The mathematician Garrett Birkhoff addresses in the opening chapter of his book Hydrodynamics from 1950 several paradoxes of fluid mechanics including d’Alembert’s paradox, and expresses a clear doubt in their official resolution attributed to Prandtl:
- I think that to attribute them all to the neglect of viscosity is an unwarranted oversimplification The root lies deeper, in lack of precisely that deductive rigor whose importance is so commonly minimized by physicists and engineers….
- …though Dirichlet flows (potential solutions) and other steady flows are mathematically possible, there is no reason to suppose that any steady flow is stable…
In our work we have shown that Birkhoff was right: Drag in slightly viscous flow is mostly pressure drag which results from instability of potential flow at separation developing into a 3d rotational separation pattern without the pressure rise of potential flow giving zero drag. Pressure drag is thus not an effect of any viscous boundary layer as claimed by Prandtl.
Birkhoff questioned the very Father of Modern Fluid Mechanics and the fluid mechanics community had to react: J. J. Stoker Director of Courant Institute of Mathematics took on the rule to eliminate Birkhoff (at Harvard) by a negative review of Birkhoff’s book:
- The reviewer found it difficult to understand for what class of readers the first chapter was written.

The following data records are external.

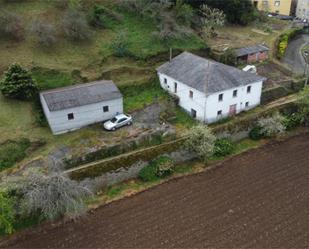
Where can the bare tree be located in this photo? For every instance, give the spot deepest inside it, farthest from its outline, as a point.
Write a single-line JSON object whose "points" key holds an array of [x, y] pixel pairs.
{"points": [[211, 19], [201, 141], [52, 195]]}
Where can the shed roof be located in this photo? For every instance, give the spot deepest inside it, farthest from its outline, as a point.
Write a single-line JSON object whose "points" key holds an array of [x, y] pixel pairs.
{"points": [[206, 75], [251, 50], [80, 95]]}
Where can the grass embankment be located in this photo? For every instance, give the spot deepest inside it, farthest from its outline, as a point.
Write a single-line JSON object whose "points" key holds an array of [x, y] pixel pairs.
{"points": [[134, 186]]}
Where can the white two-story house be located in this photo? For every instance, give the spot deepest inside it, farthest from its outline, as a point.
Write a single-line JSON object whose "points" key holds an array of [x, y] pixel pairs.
{"points": [[210, 90]]}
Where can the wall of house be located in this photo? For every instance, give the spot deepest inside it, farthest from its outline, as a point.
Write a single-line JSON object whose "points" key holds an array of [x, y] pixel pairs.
{"points": [[213, 104], [207, 109], [282, 7], [83, 115], [302, 10], [196, 103]]}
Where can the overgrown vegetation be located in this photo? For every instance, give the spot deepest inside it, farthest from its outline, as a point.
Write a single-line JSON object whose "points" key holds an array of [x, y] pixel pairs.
{"points": [[12, 152], [18, 83], [201, 141], [158, 168]]}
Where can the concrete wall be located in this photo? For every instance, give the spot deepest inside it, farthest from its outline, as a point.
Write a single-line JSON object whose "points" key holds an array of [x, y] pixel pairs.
{"points": [[83, 115], [283, 8], [302, 10], [207, 108]]}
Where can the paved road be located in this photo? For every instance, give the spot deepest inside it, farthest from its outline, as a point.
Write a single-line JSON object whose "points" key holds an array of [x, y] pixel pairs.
{"points": [[293, 57], [259, 199]]}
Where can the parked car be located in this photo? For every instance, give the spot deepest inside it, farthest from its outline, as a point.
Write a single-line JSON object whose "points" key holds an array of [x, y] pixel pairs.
{"points": [[118, 121]]}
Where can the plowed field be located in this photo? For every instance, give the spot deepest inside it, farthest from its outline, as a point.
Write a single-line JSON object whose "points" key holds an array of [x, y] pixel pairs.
{"points": [[259, 199]]}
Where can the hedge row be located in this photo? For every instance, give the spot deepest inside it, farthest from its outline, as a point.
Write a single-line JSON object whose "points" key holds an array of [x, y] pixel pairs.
{"points": [[124, 161]]}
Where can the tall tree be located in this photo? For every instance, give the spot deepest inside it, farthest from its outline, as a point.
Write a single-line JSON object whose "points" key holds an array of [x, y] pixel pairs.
{"points": [[18, 83]]}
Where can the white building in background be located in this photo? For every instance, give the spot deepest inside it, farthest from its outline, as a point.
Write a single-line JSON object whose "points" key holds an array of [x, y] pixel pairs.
{"points": [[302, 10], [209, 90], [70, 108]]}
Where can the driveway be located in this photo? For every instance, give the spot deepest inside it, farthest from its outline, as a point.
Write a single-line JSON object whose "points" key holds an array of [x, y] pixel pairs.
{"points": [[293, 57], [258, 199]]}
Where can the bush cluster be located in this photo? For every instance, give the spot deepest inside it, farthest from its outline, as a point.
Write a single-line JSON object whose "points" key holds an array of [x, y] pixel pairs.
{"points": [[12, 152], [223, 147], [158, 168]]}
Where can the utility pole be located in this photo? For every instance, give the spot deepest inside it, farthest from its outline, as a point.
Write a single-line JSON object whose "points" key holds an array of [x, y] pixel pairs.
{"points": [[306, 69]]}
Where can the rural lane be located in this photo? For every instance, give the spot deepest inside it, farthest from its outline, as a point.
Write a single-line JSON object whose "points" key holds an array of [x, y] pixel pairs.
{"points": [[293, 56], [259, 199]]}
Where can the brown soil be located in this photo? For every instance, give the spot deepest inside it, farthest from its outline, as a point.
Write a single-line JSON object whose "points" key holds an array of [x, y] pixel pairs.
{"points": [[259, 199]]}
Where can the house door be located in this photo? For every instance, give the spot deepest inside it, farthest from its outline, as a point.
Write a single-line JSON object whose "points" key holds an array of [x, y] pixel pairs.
{"points": [[233, 109]]}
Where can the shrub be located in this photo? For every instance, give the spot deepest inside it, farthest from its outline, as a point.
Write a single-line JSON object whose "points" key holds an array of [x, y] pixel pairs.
{"points": [[272, 125], [294, 120], [75, 25], [158, 168], [7, 213], [120, 45], [18, 83], [44, 32], [184, 12], [256, 133], [11, 26], [12, 152], [51, 196], [223, 147], [201, 141], [100, 16]]}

- For readers who are acquainted with hydrodynamics the majority of the cases cited as paradoxes belong either in the category of mistakes long since rectified, or in the category of discrepancies between theory and experiment the reasons for which are also well understood.
- On the other hand, the uninitiated would be very likely to get wrong ideas about some of the important and useful achievements in hydrodynamics from reading this chapter.

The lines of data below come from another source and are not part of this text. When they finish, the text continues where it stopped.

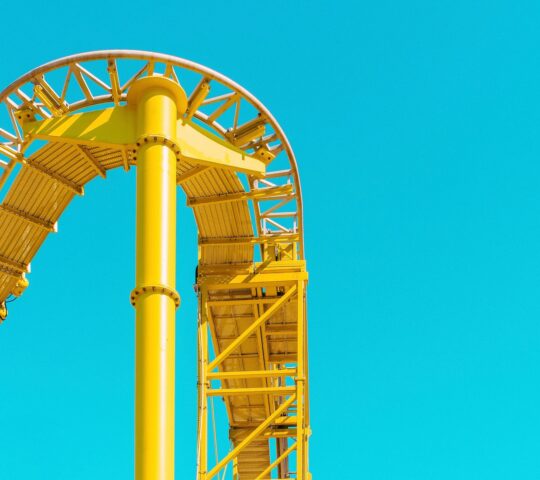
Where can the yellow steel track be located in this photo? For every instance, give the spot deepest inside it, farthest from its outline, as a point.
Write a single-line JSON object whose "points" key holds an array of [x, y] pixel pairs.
{"points": [[251, 276]]}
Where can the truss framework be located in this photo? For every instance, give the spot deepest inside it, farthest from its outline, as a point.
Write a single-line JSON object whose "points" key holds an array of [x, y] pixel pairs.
{"points": [[275, 378], [252, 315]]}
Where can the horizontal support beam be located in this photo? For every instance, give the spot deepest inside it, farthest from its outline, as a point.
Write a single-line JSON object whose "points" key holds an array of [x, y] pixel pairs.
{"points": [[283, 358], [291, 329], [242, 302], [254, 280], [16, 267], [276, 462], [282, 433], [269, 239], [247, 374], [252, 436], [191, 173], [288, 421], [93, 161], [72, 186], [228, 392], [257, 194], [115, 128], [38, 222]]}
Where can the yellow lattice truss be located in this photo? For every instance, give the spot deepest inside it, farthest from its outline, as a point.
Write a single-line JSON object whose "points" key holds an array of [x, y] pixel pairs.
{"points": [[79, 117]]}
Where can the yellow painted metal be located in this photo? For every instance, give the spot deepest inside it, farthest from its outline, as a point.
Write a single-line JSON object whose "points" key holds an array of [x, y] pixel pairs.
{"points": [[117, 127], [157, 103], [252, 325]]}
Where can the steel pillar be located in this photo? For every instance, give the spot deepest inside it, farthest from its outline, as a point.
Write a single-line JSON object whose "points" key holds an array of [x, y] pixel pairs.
{"points": [[157, 102]]}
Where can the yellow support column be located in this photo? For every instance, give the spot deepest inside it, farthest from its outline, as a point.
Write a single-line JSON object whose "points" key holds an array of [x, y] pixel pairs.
{"points": [[202, 461], [157, 102], [300, 387]]}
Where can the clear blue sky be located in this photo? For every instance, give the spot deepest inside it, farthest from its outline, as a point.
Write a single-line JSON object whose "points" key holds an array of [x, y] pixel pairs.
{"points": [[416, 127]]}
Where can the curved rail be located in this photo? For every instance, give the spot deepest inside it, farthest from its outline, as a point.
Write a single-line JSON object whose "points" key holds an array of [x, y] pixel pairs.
{"points": [[251, 273]]}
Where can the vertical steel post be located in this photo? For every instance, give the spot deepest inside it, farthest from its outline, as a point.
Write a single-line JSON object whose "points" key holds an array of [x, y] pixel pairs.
{"points": [[157, 102], [300, 387]]}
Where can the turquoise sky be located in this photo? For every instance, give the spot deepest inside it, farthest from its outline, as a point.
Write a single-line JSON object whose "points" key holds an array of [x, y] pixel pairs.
{"points": [[415, 125]]}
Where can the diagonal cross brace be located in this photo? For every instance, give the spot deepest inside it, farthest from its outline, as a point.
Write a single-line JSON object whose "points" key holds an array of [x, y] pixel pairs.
{"points": [[248, 331]]}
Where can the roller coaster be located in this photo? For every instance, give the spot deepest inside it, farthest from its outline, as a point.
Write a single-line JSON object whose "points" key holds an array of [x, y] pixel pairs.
{"points": [[181, 124]]}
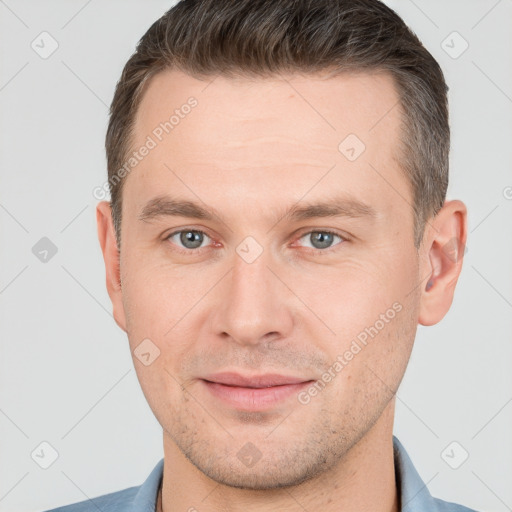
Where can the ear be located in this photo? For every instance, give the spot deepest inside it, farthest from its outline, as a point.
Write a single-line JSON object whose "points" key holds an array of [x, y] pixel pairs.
{"points": [[444, 246], [111, 256]]}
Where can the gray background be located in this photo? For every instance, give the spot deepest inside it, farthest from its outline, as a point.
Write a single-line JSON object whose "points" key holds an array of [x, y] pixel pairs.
{"points": [[66, 375]]}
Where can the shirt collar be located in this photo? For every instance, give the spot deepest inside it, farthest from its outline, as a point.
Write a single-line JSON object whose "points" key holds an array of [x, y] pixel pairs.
{"points": [[414, 494]]}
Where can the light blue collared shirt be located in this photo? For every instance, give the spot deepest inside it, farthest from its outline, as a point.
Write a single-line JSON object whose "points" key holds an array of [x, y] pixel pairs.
{"points": [[414, 494]]}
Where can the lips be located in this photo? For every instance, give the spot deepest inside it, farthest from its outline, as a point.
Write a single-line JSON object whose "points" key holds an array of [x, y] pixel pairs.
{"points": [[256, 393], [256, 381]]}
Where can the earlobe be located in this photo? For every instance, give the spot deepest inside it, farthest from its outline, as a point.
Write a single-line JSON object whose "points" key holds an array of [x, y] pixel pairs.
{"points": [[111, 257], [442, 264]]}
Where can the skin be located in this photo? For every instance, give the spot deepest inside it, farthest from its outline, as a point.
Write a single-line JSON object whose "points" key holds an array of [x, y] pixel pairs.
{"points": [[251, 149]]}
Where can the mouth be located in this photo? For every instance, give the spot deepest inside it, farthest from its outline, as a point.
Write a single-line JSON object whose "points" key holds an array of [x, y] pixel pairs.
{"points": [[253, 393]]}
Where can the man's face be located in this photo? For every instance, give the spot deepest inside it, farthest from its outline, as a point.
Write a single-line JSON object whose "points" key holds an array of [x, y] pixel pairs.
{"points": [[254, 291]]}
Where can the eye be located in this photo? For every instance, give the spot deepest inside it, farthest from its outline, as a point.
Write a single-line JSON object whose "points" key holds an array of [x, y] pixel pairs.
{"points": [[189, 238], [321, 239]]}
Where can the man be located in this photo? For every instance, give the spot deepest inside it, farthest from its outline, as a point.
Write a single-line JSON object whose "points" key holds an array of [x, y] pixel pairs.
{"points": [[277, 229]]}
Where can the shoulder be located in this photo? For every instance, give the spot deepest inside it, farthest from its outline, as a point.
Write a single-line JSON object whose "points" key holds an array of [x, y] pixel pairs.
{"points": [[448, 506], [119, 501]]}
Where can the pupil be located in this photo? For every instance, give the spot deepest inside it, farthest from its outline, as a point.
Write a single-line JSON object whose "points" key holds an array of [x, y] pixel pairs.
{"points": [[191, 237], [323, 239]]}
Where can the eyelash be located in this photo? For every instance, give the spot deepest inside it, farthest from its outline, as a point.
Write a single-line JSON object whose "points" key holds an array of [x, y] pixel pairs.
{"points": [[198, 250]]}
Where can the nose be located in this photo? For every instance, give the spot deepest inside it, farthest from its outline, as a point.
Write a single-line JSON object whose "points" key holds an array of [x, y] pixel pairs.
{"points": [[255, 306]]}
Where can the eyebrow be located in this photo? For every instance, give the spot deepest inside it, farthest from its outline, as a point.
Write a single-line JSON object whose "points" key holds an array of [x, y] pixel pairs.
{"points": [[341, 206]]}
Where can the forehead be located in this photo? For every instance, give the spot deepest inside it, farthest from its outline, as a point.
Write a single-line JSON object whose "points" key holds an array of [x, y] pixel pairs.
{"points": [[269, 137]]}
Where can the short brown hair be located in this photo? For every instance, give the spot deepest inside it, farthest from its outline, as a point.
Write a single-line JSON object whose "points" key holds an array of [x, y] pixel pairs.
{"points": [[259, 38]]}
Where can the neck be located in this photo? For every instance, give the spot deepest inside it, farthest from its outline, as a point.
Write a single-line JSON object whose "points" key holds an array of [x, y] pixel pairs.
{"points": [[363, 480]]}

Stoker reached his goal: Birkhoff revised his criticism in a second edition of the book and gave up fluid mechanics. The Father was saved and order restored.
Stoker continued his review with a tribute to the Kutta-Zhukovsky circulation theory, also ultimately based on effects of viscosity:
- In the case of air foil theory, for example, the author treats only the negative aspects of the theory. It has always seemed to the reviewer that the Kutta-Joukowsky theory of airfoils is one of the most beauti- ful and striking accomplishments in applied mathematics. The fact that the introduction of a sharp trailing edge makes possible a physical argument, based on consideration of the effect of viscosity, that eads to a purely mathematical assumption regarding the behavior of an analytic function which in its turn makes the solution to the flow problem unique and also at the same time furnishes a value for the lift force, represents a real triumph of mathematical ingenuity. The fact that the theory does not solve all of the problems concerned with airfoils should not be surprising; no physical theory is every final nor without limits within which it is valid. These aspects of the Kutta-Joukowsky theory are not mentioned by the author.
We show in New Theory of Flight under review by AIAA Journal that the Kutta-Zhukovsky circulation theory is incorrect: Lift of a wing is generated by 3d rotational separation at a trailing edge which is not sharp, and not from a singularity of a sharp trailing edge.
The referee’s reports from AIAA J will show if the fluid mechanics community is now open to questioning of Prandtl or if a new Stoker will appear.